Caltech will have a brand-new theoretical chemistry centre named after chemistry Nobel laureate Rudy Marcus, who just turned 101 years old, thanks to a $30 million (£23.3 million) gift from a husband and wife team who were postdocs at the university. A Canadian-born American chemist, Marcus won the 1992 chemistry Nobel prize for his contributions to the theory of electron transfer reactions in chemical systems.

Group photo

Source: © Chris Flynn

The new centre honours Rudy Marcus, who mentored Yongfeng Zhang and Mary Luo. From left to right Caltech provost David Tirrell, Dennis Dougherty, Mary Luo, Rudy Marcus, Jack Zhang and president Thomas Rosenbaum

The philanthropic contribution from Yongfeng Zhang and Mary Zi-ping, announced on 22 July, pays tribute to their lifelong mentor and friend. Zhang is president, chief executive, chief scientific officer and co-founder of Amphastar Pharmaceuticals – a biopharmaceutical company based in California – and was Marcus’s postdoc 36 years ago. Luo, who was also a Caltech postdoc, serves as the company’s chief operating officer, chief scientist and co-founder.

The goal of their gift is to bolster Caltech’s chemistry department with new graduate fellowships that are named in honour of both of their parents.

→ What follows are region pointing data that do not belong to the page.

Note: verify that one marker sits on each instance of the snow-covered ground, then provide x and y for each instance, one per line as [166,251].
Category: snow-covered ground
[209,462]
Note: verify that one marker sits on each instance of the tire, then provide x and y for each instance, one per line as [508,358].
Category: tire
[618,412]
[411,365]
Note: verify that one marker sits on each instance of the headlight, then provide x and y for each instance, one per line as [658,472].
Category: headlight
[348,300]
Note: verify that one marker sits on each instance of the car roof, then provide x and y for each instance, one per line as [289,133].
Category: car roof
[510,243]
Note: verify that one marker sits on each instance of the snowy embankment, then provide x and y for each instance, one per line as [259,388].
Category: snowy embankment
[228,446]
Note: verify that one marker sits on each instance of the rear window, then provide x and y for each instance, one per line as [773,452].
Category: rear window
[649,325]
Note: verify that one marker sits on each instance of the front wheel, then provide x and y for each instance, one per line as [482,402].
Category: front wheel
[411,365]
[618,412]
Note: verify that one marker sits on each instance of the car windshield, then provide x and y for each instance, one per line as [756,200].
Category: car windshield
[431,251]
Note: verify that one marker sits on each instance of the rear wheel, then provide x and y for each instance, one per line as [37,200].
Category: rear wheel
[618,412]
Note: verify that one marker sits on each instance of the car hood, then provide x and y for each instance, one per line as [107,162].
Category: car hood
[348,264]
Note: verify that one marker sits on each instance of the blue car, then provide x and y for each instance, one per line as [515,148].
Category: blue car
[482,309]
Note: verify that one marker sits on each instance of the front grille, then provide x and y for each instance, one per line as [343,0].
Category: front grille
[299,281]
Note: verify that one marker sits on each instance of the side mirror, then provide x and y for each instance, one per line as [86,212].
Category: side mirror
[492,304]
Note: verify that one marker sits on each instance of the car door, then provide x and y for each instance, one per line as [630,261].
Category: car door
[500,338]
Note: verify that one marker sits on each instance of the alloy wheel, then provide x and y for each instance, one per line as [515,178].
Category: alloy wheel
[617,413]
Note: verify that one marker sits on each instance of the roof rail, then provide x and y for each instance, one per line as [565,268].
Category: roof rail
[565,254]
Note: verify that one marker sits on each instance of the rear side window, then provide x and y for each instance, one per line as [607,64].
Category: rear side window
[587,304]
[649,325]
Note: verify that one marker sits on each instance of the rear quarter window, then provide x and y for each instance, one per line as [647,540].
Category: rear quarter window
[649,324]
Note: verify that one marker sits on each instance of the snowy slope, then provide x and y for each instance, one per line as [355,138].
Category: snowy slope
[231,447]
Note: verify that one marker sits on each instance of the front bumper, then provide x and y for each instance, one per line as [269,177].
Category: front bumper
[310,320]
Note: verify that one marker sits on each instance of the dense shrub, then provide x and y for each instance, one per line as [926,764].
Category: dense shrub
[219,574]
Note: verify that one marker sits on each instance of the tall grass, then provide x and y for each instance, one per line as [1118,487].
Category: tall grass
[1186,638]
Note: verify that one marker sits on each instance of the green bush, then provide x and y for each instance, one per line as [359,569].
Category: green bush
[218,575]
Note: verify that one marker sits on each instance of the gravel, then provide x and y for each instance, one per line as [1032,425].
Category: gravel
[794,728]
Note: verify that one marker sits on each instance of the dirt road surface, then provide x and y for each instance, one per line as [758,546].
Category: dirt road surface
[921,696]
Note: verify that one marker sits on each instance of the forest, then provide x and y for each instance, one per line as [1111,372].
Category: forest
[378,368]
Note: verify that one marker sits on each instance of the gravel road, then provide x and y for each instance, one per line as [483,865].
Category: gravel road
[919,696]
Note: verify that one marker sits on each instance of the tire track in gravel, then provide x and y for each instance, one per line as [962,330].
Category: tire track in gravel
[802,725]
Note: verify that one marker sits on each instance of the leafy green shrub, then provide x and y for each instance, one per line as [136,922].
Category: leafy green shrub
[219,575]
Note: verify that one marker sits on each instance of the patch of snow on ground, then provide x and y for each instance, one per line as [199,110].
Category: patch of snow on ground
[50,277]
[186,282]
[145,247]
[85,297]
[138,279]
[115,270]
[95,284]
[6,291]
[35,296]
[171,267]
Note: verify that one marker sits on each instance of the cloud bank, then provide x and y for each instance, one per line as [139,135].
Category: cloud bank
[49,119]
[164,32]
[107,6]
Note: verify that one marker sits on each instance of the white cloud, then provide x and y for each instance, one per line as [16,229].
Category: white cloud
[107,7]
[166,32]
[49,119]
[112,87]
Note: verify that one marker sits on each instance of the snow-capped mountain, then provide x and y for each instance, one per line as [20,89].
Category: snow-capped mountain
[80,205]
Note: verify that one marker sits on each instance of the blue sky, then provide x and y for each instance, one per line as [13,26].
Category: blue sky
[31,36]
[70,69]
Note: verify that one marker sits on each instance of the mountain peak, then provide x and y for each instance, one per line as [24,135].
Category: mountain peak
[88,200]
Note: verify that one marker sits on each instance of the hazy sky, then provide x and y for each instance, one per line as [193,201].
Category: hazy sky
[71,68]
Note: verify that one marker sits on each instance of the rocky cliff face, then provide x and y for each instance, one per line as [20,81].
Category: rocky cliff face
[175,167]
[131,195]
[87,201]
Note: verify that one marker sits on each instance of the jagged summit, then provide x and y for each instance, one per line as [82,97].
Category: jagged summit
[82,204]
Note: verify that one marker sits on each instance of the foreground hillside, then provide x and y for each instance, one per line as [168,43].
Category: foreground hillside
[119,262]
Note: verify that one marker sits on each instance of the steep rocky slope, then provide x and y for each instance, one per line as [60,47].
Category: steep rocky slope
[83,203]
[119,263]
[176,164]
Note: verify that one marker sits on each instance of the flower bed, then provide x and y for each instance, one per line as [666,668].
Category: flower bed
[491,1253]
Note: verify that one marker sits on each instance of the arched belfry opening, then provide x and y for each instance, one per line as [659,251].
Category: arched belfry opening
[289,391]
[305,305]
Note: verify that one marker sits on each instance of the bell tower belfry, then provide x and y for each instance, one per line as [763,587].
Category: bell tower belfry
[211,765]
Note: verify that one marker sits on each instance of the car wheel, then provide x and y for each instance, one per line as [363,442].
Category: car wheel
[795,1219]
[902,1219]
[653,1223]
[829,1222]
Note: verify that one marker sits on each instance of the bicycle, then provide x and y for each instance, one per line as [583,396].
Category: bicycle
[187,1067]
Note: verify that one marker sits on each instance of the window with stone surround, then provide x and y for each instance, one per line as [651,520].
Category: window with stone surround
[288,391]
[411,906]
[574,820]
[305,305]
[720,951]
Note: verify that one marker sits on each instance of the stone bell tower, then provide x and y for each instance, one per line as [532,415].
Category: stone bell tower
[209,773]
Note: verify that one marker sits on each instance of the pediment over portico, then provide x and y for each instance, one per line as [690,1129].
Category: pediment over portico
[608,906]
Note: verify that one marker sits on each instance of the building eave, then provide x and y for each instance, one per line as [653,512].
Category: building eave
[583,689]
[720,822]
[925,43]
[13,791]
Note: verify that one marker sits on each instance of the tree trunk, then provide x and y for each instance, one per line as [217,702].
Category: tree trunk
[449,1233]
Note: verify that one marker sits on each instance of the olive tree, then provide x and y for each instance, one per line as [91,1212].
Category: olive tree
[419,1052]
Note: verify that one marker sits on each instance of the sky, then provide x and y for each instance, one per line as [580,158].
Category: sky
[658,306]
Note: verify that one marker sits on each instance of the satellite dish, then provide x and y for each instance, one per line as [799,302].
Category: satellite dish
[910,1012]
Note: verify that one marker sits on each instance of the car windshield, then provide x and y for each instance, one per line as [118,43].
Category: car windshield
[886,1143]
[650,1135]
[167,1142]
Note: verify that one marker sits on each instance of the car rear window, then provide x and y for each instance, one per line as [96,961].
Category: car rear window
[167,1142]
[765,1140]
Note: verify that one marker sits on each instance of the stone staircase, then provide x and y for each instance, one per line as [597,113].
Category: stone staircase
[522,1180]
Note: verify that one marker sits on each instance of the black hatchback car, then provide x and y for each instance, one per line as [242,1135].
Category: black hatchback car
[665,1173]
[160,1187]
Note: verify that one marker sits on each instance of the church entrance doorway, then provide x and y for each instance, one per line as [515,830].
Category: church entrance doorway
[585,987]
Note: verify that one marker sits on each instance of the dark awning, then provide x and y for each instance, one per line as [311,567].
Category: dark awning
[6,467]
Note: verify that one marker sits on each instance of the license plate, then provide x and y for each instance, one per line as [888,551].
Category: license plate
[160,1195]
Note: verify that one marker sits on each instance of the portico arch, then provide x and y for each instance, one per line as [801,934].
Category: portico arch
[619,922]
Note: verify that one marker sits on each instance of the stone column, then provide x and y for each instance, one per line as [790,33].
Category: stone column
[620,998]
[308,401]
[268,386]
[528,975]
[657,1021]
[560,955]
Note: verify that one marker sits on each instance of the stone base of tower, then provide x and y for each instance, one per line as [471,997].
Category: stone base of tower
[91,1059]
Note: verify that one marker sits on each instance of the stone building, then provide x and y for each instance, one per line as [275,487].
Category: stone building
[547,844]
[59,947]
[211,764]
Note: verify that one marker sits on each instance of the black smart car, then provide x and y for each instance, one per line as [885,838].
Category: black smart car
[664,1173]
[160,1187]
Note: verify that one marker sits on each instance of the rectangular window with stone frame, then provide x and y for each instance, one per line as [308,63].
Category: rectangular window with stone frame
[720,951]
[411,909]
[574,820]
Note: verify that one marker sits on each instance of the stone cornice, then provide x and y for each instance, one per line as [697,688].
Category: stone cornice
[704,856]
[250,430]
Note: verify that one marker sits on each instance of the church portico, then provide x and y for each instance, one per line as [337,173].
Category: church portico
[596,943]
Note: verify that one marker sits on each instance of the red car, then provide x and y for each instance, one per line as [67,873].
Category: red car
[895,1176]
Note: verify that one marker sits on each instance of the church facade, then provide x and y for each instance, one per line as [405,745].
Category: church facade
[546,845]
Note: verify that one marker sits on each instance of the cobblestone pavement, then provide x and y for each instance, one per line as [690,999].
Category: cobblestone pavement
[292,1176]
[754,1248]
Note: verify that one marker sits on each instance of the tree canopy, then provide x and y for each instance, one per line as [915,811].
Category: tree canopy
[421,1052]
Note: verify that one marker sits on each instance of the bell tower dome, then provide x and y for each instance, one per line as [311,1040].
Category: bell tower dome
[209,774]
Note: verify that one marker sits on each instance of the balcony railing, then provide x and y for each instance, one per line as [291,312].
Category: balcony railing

‘Jack and Mary’s generous gift speaks powerfully to our highest aspirations,’ stated Caltech president Thomas Rosenbaum. ‘It highlights the lifelong connections forged among scholars and mentors at the institute, while opening doors for following generations of students, postdocs and faculty members at the leading edge of theoretical chemistry research.’

In 1988, Zhang and Luo met at Caltech when he was in Marcus’s lab and she was already at the university working as a theoretical chemistry postdoc with the late Vince McKoy. They later learned, however, that they had been in the same room years earlier as two of the nine out of more than 200 candidates who qualified for the quantum chemistry entrance examination for graduate schools in China after the country resumed testing following the Cultural Revolution.